Lawmakers to review open government law during special session


ATLANTA -- The special legislative session that begins Aug. 15 to redraw political districts will be the setting for lawmakers’ first hearing on a rewrite of the state’s sunshine law, Attorney General Sam Olens announced today.

Olens unveiled news of the hearing by the House Judiciary Committee while he was participating in a panel discussion hosted by the Atlanta Press Club.

Members of the club offered him suggestions on how to broaden the law to help them get documents from government agencies. One reporter even suggested extending the open-records requirements to the governor. Current law exempts the governor’s office, but recent occupants have chosen to voluntarily comply in most cases.

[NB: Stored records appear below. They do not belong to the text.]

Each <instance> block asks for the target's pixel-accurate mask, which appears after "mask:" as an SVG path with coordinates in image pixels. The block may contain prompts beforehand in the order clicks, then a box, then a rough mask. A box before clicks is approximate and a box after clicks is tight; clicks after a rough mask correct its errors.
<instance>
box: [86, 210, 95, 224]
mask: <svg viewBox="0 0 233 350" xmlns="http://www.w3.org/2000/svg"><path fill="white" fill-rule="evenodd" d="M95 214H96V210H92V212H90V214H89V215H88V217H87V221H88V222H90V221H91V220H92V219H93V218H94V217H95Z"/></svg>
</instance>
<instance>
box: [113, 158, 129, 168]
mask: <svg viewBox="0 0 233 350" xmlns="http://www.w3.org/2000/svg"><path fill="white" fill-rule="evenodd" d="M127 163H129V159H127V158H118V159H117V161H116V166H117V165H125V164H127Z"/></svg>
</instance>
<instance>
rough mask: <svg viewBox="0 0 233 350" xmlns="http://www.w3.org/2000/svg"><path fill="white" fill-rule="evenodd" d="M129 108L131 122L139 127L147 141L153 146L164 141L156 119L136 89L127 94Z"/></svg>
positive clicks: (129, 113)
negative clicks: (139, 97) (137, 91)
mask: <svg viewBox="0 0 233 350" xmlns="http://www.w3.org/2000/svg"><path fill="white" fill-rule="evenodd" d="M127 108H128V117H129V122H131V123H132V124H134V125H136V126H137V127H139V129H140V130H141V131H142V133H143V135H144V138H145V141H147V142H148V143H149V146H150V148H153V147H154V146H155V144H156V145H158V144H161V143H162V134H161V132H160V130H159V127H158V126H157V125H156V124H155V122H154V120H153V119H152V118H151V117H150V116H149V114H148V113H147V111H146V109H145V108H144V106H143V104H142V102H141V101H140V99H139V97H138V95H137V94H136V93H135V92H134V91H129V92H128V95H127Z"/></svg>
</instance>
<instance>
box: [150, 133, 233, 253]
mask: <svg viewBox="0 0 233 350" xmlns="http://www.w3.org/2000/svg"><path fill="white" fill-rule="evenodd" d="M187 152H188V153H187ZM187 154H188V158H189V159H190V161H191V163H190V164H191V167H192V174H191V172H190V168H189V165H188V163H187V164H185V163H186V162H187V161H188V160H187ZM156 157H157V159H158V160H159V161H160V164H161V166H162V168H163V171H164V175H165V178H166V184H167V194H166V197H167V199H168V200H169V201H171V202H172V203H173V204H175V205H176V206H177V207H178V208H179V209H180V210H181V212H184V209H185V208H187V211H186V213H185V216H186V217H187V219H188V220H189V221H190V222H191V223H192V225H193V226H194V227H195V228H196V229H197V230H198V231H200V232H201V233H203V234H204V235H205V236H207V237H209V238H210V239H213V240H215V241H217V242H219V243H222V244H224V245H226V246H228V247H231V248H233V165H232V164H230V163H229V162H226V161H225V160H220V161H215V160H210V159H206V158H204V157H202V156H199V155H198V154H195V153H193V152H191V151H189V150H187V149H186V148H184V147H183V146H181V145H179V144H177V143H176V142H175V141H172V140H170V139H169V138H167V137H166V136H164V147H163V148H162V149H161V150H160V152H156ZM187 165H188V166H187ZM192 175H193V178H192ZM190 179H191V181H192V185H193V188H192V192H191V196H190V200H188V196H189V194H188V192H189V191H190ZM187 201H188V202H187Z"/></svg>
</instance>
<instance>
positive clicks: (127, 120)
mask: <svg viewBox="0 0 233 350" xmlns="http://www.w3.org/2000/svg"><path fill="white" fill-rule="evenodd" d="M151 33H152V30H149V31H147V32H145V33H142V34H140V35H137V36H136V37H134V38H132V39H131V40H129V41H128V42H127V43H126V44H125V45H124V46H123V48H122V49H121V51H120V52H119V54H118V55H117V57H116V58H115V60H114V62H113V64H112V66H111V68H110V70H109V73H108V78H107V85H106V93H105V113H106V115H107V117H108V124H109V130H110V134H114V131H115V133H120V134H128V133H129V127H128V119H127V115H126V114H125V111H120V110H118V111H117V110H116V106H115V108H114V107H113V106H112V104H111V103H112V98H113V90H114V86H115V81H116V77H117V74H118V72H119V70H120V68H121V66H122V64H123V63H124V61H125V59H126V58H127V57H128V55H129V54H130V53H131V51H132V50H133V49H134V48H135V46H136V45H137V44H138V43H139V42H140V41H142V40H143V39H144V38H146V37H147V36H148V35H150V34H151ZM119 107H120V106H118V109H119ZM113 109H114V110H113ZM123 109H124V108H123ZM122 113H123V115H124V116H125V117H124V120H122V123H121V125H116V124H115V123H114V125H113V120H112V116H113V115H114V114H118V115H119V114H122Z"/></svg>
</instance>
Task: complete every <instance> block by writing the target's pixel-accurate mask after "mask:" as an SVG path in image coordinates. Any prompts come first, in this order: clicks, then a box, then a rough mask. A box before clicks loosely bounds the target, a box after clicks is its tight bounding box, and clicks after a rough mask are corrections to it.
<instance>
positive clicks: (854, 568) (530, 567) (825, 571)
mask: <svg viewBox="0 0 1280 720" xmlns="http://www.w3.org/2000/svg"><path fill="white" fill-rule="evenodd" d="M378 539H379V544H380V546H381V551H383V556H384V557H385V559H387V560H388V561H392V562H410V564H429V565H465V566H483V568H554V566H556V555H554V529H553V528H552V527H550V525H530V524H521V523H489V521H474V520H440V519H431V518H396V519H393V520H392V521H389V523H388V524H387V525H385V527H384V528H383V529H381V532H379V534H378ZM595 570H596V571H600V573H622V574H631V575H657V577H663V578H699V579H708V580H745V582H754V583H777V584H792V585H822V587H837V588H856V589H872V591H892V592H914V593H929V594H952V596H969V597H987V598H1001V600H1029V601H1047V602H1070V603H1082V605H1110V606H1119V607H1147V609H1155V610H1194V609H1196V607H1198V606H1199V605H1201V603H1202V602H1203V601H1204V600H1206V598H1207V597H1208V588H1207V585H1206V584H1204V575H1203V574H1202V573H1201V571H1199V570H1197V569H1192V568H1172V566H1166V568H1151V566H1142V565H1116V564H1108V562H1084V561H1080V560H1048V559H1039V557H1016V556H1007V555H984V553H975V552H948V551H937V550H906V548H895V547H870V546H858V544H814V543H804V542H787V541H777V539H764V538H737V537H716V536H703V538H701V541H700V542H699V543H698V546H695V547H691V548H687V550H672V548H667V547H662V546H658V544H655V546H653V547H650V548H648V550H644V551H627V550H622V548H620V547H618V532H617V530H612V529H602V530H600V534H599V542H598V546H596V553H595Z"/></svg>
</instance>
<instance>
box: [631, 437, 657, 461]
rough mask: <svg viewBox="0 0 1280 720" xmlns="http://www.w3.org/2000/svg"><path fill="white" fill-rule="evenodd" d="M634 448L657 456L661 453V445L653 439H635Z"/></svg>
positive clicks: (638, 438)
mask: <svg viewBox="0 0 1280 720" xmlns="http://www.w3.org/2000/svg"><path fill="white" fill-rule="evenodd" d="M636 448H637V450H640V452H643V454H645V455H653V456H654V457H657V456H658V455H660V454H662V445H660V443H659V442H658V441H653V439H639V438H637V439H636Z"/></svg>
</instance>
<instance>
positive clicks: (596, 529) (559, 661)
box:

Olens said he had to be realistic.

“The problem is I need a majority in the House and a majority in the Senate, and I need to get the bill passed,” he said. “Everyone should be subject to the Open Records Act ... but you have to make a decision if you want to improve the law or you just want to whine.”

Shortly after taking office in January, Olens proposed a sweeping revision of the law requiring local and state government to make public meetings and documents or face steeper fines. His staff didn’t complete the proposal in time for it to pass during the regular legislative session, and he said it still isn’t ready to be voted on during the special session.

The hearing, scheduled for Aug. 30, will allow members of the Judiciary Committee to hear witnesses for and against Olens’ proposal and to suggest changes. It’s likely that some local officials will object to the higher penalties and stricter provisions about how quickly to produce files for members of the public who request them.

Cynthia Counts, an attorney familiar with media issues, said public pressure to pass tougher provisions should be able to overcome opposition. The recent allegations that the Atlanta Public School System altered and destroyed documents or simply refused to turn them over to reporters asking about cheating on standardized tests have demonstrated how far some officials will go to flaunt the current law.

“There is no more egregious example,” she said. “I urge all of you to contact your legislator.”